Why Attorneys Should Never Lose Or Change Domains Names
One thing we have here at DUIAttorneyTab.com is a lot of data on attorney practices from around the country. And one thing we’re noticing over the years is how many attorney websites go offline.
This isn’t good for your practice.
Having a consistent web presence is important for two things:
- Search engine optimization (SEO)
- Building trust with potential clients
When potential clients find you somewhere on the web (wether a directory like this one or an old social media profile), and clickthrough to a website that’s no longer up…something doesn’t sit well with that person.
Eeew… I don’t like the look of that!
Now, it could be you simply changed your domain name or you joined another firm. In this article we’re going go over why it’s a good idea to keep those old domain names and websites up!

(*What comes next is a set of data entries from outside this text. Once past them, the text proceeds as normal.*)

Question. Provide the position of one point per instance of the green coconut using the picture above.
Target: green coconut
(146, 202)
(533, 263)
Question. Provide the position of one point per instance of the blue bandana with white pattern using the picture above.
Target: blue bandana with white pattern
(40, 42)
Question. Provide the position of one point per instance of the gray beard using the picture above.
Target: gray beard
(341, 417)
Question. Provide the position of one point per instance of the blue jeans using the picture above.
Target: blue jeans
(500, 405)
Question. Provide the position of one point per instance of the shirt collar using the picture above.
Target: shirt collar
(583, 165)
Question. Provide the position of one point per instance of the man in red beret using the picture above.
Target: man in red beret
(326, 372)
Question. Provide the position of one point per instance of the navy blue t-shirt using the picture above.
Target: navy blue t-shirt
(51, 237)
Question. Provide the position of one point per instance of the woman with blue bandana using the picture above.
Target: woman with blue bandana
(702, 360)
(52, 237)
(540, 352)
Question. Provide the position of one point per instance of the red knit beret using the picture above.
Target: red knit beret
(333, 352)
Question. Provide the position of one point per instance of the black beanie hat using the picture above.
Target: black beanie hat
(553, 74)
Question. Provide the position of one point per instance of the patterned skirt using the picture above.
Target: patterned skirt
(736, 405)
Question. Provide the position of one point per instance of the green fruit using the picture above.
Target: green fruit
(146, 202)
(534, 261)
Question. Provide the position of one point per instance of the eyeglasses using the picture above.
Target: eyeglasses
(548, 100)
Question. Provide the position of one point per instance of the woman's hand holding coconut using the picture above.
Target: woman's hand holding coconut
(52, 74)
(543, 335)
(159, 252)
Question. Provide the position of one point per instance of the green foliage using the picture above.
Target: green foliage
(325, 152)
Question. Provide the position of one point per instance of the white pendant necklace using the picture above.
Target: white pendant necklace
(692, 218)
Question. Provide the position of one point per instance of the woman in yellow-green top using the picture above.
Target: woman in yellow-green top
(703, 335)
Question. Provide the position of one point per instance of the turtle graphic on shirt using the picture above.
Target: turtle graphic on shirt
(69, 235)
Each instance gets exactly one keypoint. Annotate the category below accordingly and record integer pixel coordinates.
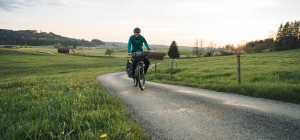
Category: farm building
(66, 50)
(157, 56)
(12, 47)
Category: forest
(286, 38)
(35, 38)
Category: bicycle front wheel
(141, 77)
(135, 80)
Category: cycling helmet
(136, 29)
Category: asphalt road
(177, 112)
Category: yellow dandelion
(103, 136)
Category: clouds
(161, 21)
(8, 5)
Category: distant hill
(35, 38)
(159, 47)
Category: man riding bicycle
(137, 41)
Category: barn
(66, 50)
(157, 56)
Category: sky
(161, 21)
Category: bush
(209, 54)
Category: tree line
(34, 38)
(286, 38)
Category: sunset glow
(223, 22)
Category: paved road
(177, 112)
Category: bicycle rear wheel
(141, 77)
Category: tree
(57, 45)
(210, 45)
(173, 50)
(196, 48)
(98, 42)
(109, 51)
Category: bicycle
(139, 71)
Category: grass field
(99, 50)
(46, 96)
(274, 75)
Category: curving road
(177, 112)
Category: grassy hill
(274, 75)
(46, 96)
(99, 50)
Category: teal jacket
(137, 44)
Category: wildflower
(103, 136)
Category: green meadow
(46, 96)
(99, 50)
(56, 96)
(273, 75)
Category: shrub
(209, 54)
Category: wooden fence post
(239, 67)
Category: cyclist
(137, 41)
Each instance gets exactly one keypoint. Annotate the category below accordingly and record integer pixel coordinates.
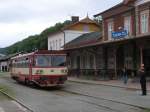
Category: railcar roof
(39, 52)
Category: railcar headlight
(39, 72)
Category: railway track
(98, 102)
(103, 103)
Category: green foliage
(34, 42)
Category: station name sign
(120, 34)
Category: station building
(124, 42)
(58, 39)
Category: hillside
(35, 41)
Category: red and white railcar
(44, 68)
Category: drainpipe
(141, 54)
(64, 39)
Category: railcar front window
(43, 61)
(58, 60)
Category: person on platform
(143, 80)
(125, 76)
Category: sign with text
(120, 34)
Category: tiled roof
(86, 20)
(84, 40)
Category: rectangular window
(144, 23)
(110, 29)
(127, 25)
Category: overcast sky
(22, 18)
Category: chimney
(75, 19)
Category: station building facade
(124, 41)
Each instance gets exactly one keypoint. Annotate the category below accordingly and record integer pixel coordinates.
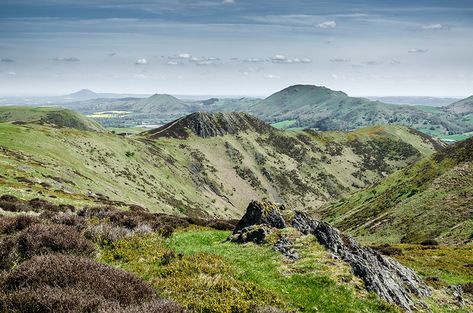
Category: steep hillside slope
(325, 109)
(48, 115)
(432, 199)
(202, 176)
(210, 125)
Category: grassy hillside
(325, 109)
(201, 176)
(48, 115)
(431, 199)
(464, 106)
(63, 259)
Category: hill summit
(206, 125)
(55, 116)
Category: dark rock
(286, 247)
(391, 280)
(261, 213)
(255, 233)
(429, 242)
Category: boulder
(262, 212)
(286, 247)
(391, 280)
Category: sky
(236, 47)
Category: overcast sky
(236, 47)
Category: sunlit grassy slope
(55, 116)
(196, 176)
(429, 200)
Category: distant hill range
(324, 109)
(299, 106)
(416, 100)
(204, 164)
(464, 106)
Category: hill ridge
(205, 124)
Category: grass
(429, 200)
(51, 115)
(284, 124)
(109, 114)
(194, 175)
(446, 262)
(213, 275)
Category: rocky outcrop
(255, 233)
(206, 125)
(391, 280)
(286, 247)
(258, 213)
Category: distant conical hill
(325, 109)
(205, 125)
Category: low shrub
(12, 224)
(104, 234)
(98, 212)
(51, 238)
(468, 288)
(8, 252)
(70, 220)
(47, 299)
(68, 273)
(429, 242)
(13, 204)
(156, 306)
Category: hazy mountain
(415, 100)
(198, 176)
(325, 109)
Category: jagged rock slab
(258, 213)
(391, 280)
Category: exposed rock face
(388, 278)
(285, 246)
(207, 125)
(259, 213)
(391, 280)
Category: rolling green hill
(325, 109)
(464, 106)
(48, 115)
(217, 175)
(432, 199)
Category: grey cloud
(418, 51)
(68, 59)
(373, 62)
(339, 60)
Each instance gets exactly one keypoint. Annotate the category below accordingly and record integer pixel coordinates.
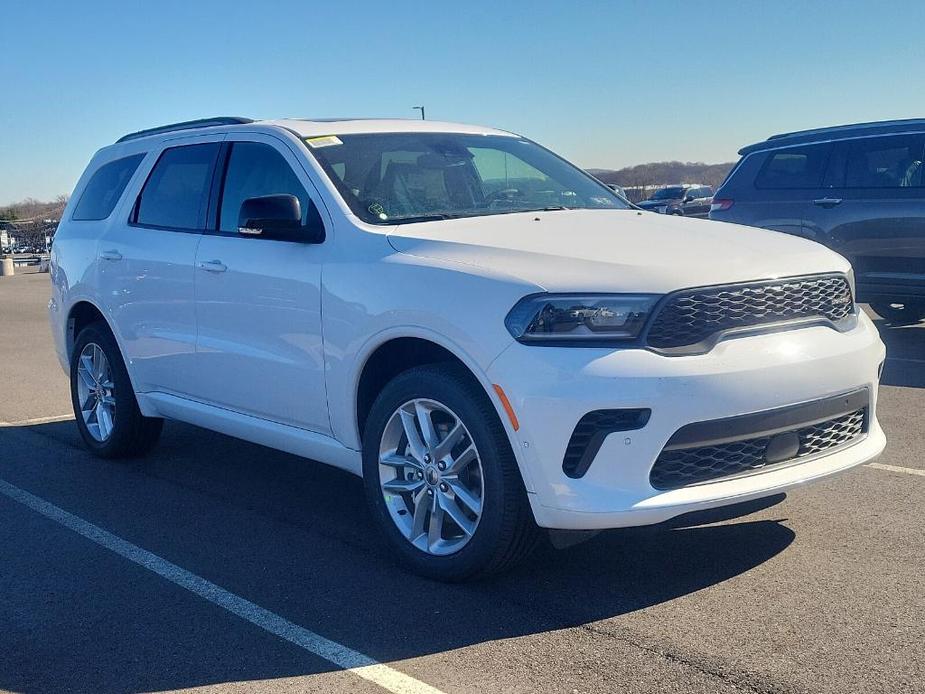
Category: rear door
(258, 300)
(146, 266)
(872, 210)
(777, 195)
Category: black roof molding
(837, 132)
(187, 125)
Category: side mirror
(279, 217)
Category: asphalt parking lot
(222, 566)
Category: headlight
(584, 318)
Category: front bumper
(551, 388)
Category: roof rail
(186, 125)
(852, 126)
(887, 127)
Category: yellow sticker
(323, 141)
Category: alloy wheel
(430, 475)
(95, 392)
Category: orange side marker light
(507, 406)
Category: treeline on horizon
(645, 176)
(32, 209)
(662, 173)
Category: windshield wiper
(419, 218)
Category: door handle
(212, 266)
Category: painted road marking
(893, 468)
(341, 656)
(37, 420)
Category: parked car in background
(490, 337)
(688, 200)
(858, 189)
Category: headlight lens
(564, 318)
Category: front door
(258, 301)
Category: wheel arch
(81, 314)
(395, 353)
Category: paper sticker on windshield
(324, 141)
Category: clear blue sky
(606, 84)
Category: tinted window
(887, 162)
(176, 191)
(798, 167)
(255, 170)
(105, 188)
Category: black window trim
(848, 144)
(217, 193)
(203, 214)
(141, 157)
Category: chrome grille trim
(691, 321)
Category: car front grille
(681, 467)
(689, 320)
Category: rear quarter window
(104, 189)
(796, 167)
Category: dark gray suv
(859, 189)
(687, 199)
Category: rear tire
(105, 407)
(900, 313)
(501, 533)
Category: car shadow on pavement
(293, 537)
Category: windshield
(669, 193)
(394, 178)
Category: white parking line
(37, 420)
(341, 656)
(893, 468)
(911, 361)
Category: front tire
(105, 407)
(900, 314)
(441, 479)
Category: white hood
(616, 250)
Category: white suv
(490, 337)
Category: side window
(796, 167)
(175, 194)
(885, 162)
(255, 169)
(105, 188)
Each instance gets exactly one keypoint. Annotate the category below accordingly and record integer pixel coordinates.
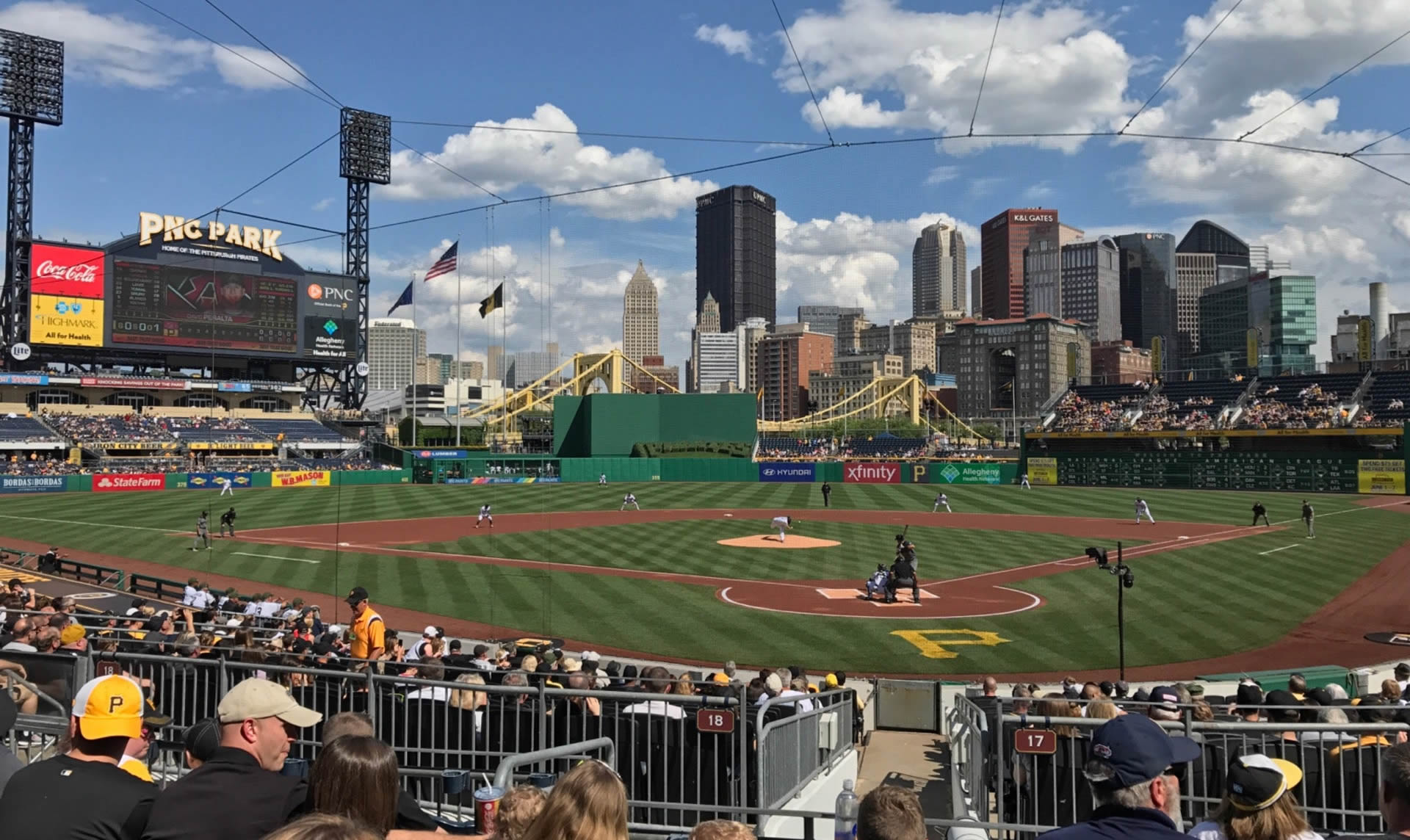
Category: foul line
(275, 557)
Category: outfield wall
(1295, 460)
(105, 482)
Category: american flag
(446, 264)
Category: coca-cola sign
(65, 272)
(872, 474)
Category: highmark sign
(174, 228)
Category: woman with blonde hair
(1258, 804)
(518, 811)
(587, 804)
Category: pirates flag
(495, 300)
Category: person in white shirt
(656, 680)
(783, 524)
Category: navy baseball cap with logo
(1137, 750)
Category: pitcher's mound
(772, 542)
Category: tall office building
(1042, 268)
(735, 254)
(1148, 294)
(392, 349)
(1207, 256)
(825, 319)
(1092, 286)
(938, 271)
(1003, 240)
(640, 317)
(708, 319)
(1284, 312)
(784, 361)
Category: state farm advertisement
(65, 272)
(127, 484)
(872, 474)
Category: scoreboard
(184, 308)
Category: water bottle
(845, 814)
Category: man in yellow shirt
(369, 629)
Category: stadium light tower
(1126, 579)
(32, 90)
(364, 158)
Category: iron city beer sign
(174, 228)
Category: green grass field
(1223, 598)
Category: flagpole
(460, 320)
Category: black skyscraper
(735, 257)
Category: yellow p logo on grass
(934, 643)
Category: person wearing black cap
(1132, 771)
(369, 629)
(1258, 804)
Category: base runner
(783, 524)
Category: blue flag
(404, 300)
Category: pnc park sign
(174, 228)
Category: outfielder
(783, 524)
(228, 521)
(202, 530)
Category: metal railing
(797, 747)
(684, 758)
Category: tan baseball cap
(256, 700)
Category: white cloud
(941, 175)
(728, 38)
(502, 161)
(883, 67)
(253, 68)
(113, 50)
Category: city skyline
(847, 216)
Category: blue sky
(161, 120)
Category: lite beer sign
(174, 228)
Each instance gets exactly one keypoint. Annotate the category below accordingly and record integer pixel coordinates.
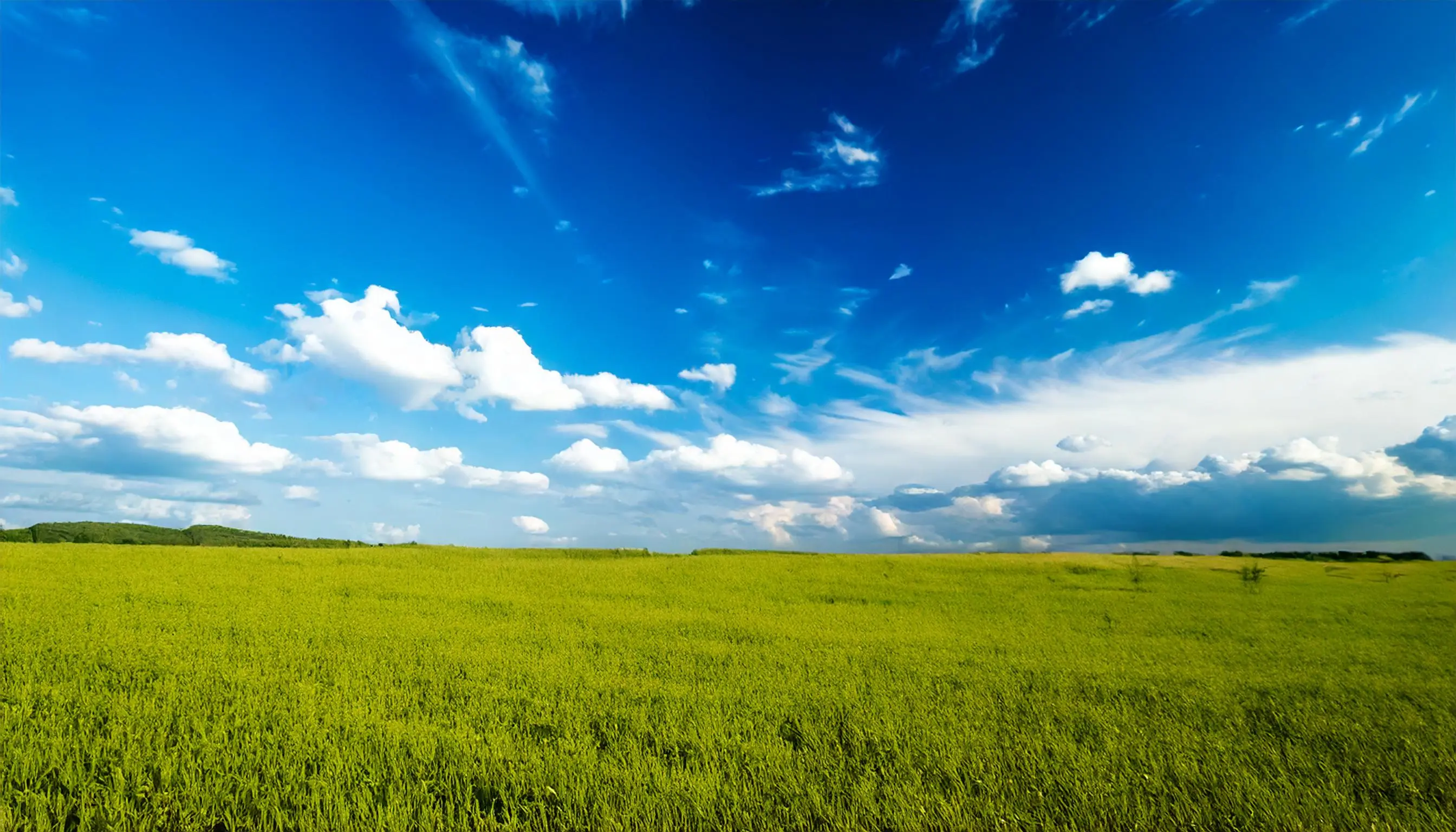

A long, consistent history in the search engines is a GOOD thing
Generally, the longer your domain says online (and without service interruptions), the better you’ll do in the search engines. Websites that stay up for years build trust in search engines like Google, Yahoo and Bing.
If a search engine can count on always finding your content in their index, then that’s a great reason to keep sending search engine users to it. Also, the longer your content stays up, the more likely it is to get to linked to from other websites – another search engine boost.
Here are some other tips to help you make the most of your old content:
- Don’t be afraid to add to old webpages or update them. Updating content regularly keeps the search engines coming back. It also keeps your content from getting stale or outdated.
- Look at your top performing content to create new variations. Perhaps you created articles that can be expanded on by creating similar topics from them. Think of frequently asked questions and come up with variations of similar and related questions.
Your Old Website Content Is Gold
Old content is gold. It’s ages like wine.
Like we said in the previous section – old content get more links over time, and continue to attract traffic for years to come. One article published today can bring in a consistent stream of people to your site as long as it’s up.
And to be extra clear, old content consists of:
- Webpages (we specifically mean URLs, e.g.www.mywebsite.com/what-to-do-if-you-get-a-dui)
- Images and Infographics
- Videos (if self hosted)
So whatever you do, try not to:
- Delete webpages
- Move webpages
- Change your URLs
- Change your domain name
- Let your domain name OR web hosting expire
- Delete or move images, PDFs or infographics
If you must move webpages, be sure to hire a professional web developer skilled in SEO to handle the transition. They can implement search engine friendly redirects to make sure the content is moved without hurting your SEO performance.
IMPORTANT: If you’re moving to an entirely new domain name, then you will probably want to keep the old domain continually hosted so that the redirects can continue to work.
Tip: Use PayPal to Pay for Your Web Hosting and Domain Names
Most (probably all) web hosting and domain name registrars allow for automatic payment renewal. You can obviously put this on a credit card, but when your credit card expires, many people don’t see the email from the hosting/registrar company or just get too busy to deal with it. Especially if they’re an attorney.
Then your site goes down.
Google comes back to re-index your site and sees that it’s no longer up and drops all your webpages from the index. Ugh.
If you use PayPal, the domain names and web hosting can be billed every year with less chance of service interruptions. Regardless if your credit card on file expires, your PayPal account can still be charged and the likelihood of an email from PayPal reaching you is higher.
So Keep Your Website Up!
It’s probably a good idea to login to your web hosting and domain name registrar right now to make sure your properties are not about to expire. Update your credit card info or see if you can switch to paying with PayPal.